Simple school trips … but we sure had fun
School trips have changed since I was a kid. Over Thanksgiving our granddaughter flew with her high school band to California to march in parades at Disneyland and in Hollywood. A business acquaintance told me a few weeks ago his son and his high school band are scheduled to march in New Year’s parades in Florida.
We were delighted, of course, for our granddaughter and her California trip but my, my, my how school trips have changed since I was a kid.
Oh, we had school trips back in those days. (Yes, kids, we even had school buses back then.) None of our trips, however, took us anywhere near California or Florida.
The first “field trip” I can recall was when our first (or was it second?) grade class walked uptown to tour the office of the local weekly newspaper, the Ellsworth News. For me, the trip may have germinated a career. I wonder what would have happened if we had visited a lawyer’s office?
A few years later we were living in nearby Jewell when our class took a 20-mile bus ride to Webster City to tour Northwestern Bell’s new facility which brought dial telephones to the county seat. In our part of the county we were still cranking the phone to get “central” so this was major league excitement.
The tour guide showed us the new telephone equipment and let us listen to a headset from which we could hear an operator from New York. For all we kids knew, the operator could have been sitting in a room around the corner but I was impressed.
One of those years our class took a walking trip to Montgomery Memorial Library in Jewell. The most memorable part of that trip for me was browsing through the library’s bound volumes of past issues of the Jewell Record, the town’s weekly newspaper at the time.
Somewhere in that time period, a couple of busloads of us kids were taken to the Shrine Circus at Veterans’ Auditorium in Des Moines. At the time I thought Vets had to be the biggest building in the world. It’s amazing how much it has shrunk over the years.
Junior high days at Kamrar school didn’t provide any field trips though I do recall a couple occasions when a school bus took us to Webster City for an evening of roller skating at the Olympic Roller Rink. One time I arrived late — just as the bus was about to leave — and the only open seat was next to a girl.

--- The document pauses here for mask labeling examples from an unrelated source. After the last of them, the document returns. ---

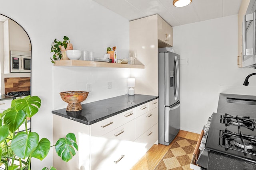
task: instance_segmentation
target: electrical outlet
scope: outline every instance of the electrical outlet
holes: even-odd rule
[[[92,91],[92,84],[87,84],[87,92],[91,92]]]
[[[107,82],[107,89],[112,88],[112,82]]]

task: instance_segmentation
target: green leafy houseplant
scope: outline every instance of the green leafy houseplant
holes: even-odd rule
[[[64,48],[66,49],[68,47],[68,41],[69,38],[67,37],[64,36],[63,37],[63,41],[60,41],[58,39],[55,39],[53,42],[52,43],[52,48],[51,49],[51,53],[54,53],[54,54],[52,55],[52,58],[51,58],[52,63],[55,63],[54,61],[61,59],[62,57],[61,54],[61,51],[60,47],[64,47]]]
[[[13,100],[10,107],[0,114],[0,169],[30,170],[32,157],[42,160],[54,146],[58,155],[66,162],[76,154],[78,146],[73,133],[68,133],[51,146],[48,139],[43,138],[39,141],[37,133],[28,130],[28,118],[37,113],[40,106],[38,97],[28,96]],[[20,129],[22,125],[25,125],[24,129]],[[56,169],[52,166],[43,169]]]

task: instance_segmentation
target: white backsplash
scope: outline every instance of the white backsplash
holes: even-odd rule
[[[68,91],[87,91],[87,84],[92,91],[82,104],[125,94],[130,68],[53,67],[54,109],[66,108],[67,104],[60,98],[60,92]],[[112,88],[107,89],[107,82],[112,82]]]

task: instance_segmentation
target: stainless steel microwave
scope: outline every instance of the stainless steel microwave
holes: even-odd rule
[[[31,56],[30,51],[10,51],[10,72],[30,72]]]

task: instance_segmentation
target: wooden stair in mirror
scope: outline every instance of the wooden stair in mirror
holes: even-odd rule
[[[112,63],[90,61],[83,60],[59,60],[54,61],[54,66],[72,66],[89,67],[112,67],[130,68],[144,68],[144,65],[117,64]]]
[[[10,77],[4,78],[4,92],[29,91],[30,90],[30,77]]]

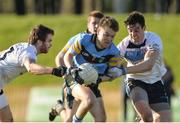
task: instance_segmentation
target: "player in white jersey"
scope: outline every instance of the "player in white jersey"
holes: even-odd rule
[[[127,61],[127,92],[132,104],[144,122],[170,122],[170,108],[162,82],[166,69],[163,63],[161,38],[145,31],[145,19],[140,12],[132,12],[125,25],[128,36],[118,49]]]
[[[0,122],[13,122],[13,116],[3,92],[4,86],[25,72],[63,76],[65,67],[52,68],[36,64],[38,54],[47,53],[52,46],[54,31],[46,26],[35,26],[28,43],[17,43],[0,52]]]

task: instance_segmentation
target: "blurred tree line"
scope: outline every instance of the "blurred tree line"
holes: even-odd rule
[[[25,15],[89,13],[99,10],[110,13],[180,13],[180,0],[0,0],[0,13]]]

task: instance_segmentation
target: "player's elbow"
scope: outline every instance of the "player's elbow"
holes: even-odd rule
[[[59,53],[55,58],[56,66],[62,66],[64,65],[64,53]]]
[[[147,64],[147,67],[144,67],[144,69],[145,69],[145,71],[151,71],[153,66],[154,66],[154,63],[150,62],[150,63]]]

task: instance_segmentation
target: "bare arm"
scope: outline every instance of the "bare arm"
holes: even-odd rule
[[[59,66],[65,66],[64,64],[64,55],[65,55],[65,52],[62,52],[60,51],[56,58],[55,58],[55,63],[56,63],[56,66],[59,67]]]
[[[135,66],[127,67],[126,72],[129,74],[131,73],[133,74],[133,73],[142,73],[142,72],[150,71],[155,64],[158,55],[159,55],[158,51],[154,51],[154,50],[147,51],[144,57],[144,61],[138,63]]]
[[[67,51],[67,53],[64,56],[64,64],[67,68],[70,68],[73,66],[73,54]]]
[[[64,64],[64,55],[66,54],[67,50],[69,49],[70,45],[67,43],[63,49],[57,54],[55,58],[56,66],[65,66]]]
[[[52,67],[44,67],[35,63],[35,60],[26,58],[24,62],[24,66],[27,71],[32,74],[51,74],[53,68]]]

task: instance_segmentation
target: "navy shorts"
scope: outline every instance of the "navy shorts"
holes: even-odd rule
[[[126,82],[126,91],[128,95],[134,87],[140,87],[147,92],[149,104],[162,102],[168,103],[168,96],[161,80],[153,84],[148,84],[141,80],[128,79]]]
[[[91,91],[94,93],[94,95],[96,96],[96,98],[102,97],[101,91],[99,90],[97,84],[87,85],[87,87],[89,87],[89,88],[91,89]]]

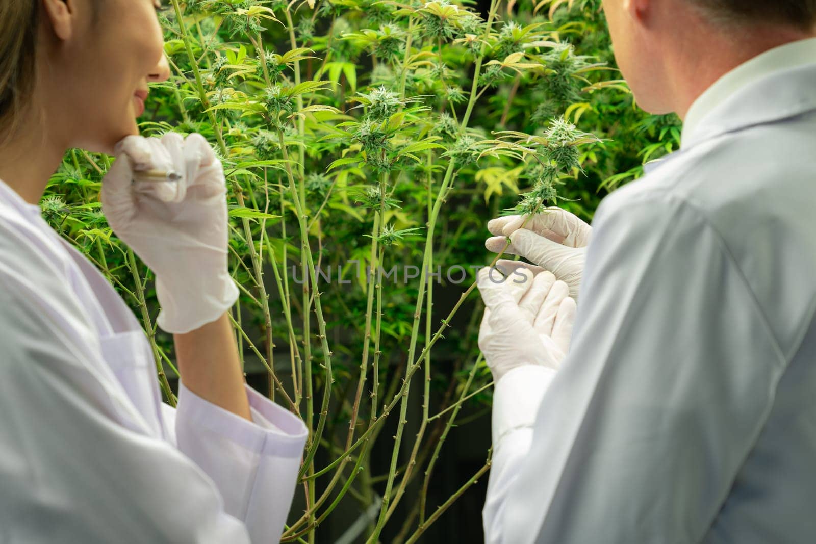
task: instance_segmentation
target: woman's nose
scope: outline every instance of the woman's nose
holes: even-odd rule
[[[167,56],[162,54],[162,60],[156,64],[156,69],[148,76],[148,82],[166,82],[170,79],[170,64],[167,63]]]

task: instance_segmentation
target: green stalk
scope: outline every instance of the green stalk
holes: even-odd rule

Don’t misunderstand; I liked girls. It’s just that at that point in my life I wasn’t ready to sit next to one on a school bus. I nearly turned around and went back home but had so looked forward to roller skating I figured I could endure a 10-mile ride seated next to a girl. My seatmate didn’t seem any more excited about the situation than I.
In high school there were the usual bus trips to athletic events and other contests but only a few field trips. Our sociology class took a trip to Eldora to tour the State Training School for boys. We got the sanitized tour of the place but that was enough for me. If I had been harboring any thoughts of crime they certainly were wiped out by that trip.
One spring our high school art class spent the day in Cedar Falls attending an art fair at what was then known as the State College of Iowa. Students and instructors from the college conducted classes and workshops for the benefit of the visiting high school art students. The farm-boy rumor mill learned that nude female models were used in one of the drawing classes. My buddies and I showed up early for that session but, alas, the model was wearing a leotard.
Finally, in my senior year, our school newspaper advisor took several members of the staff to an Iowa High School Press Association seminar at Drake University in Des Moines. The highlight of my day was sitting in on a session led by Jack Shelley who I still consider central Iowa’s all-time best broadcast journalist.
Our school trips in the ’50s and ’60s pale in comparison to our granddaughter’s California experience but, boy, did we have fun. Despite sitting next to a girl on the bus!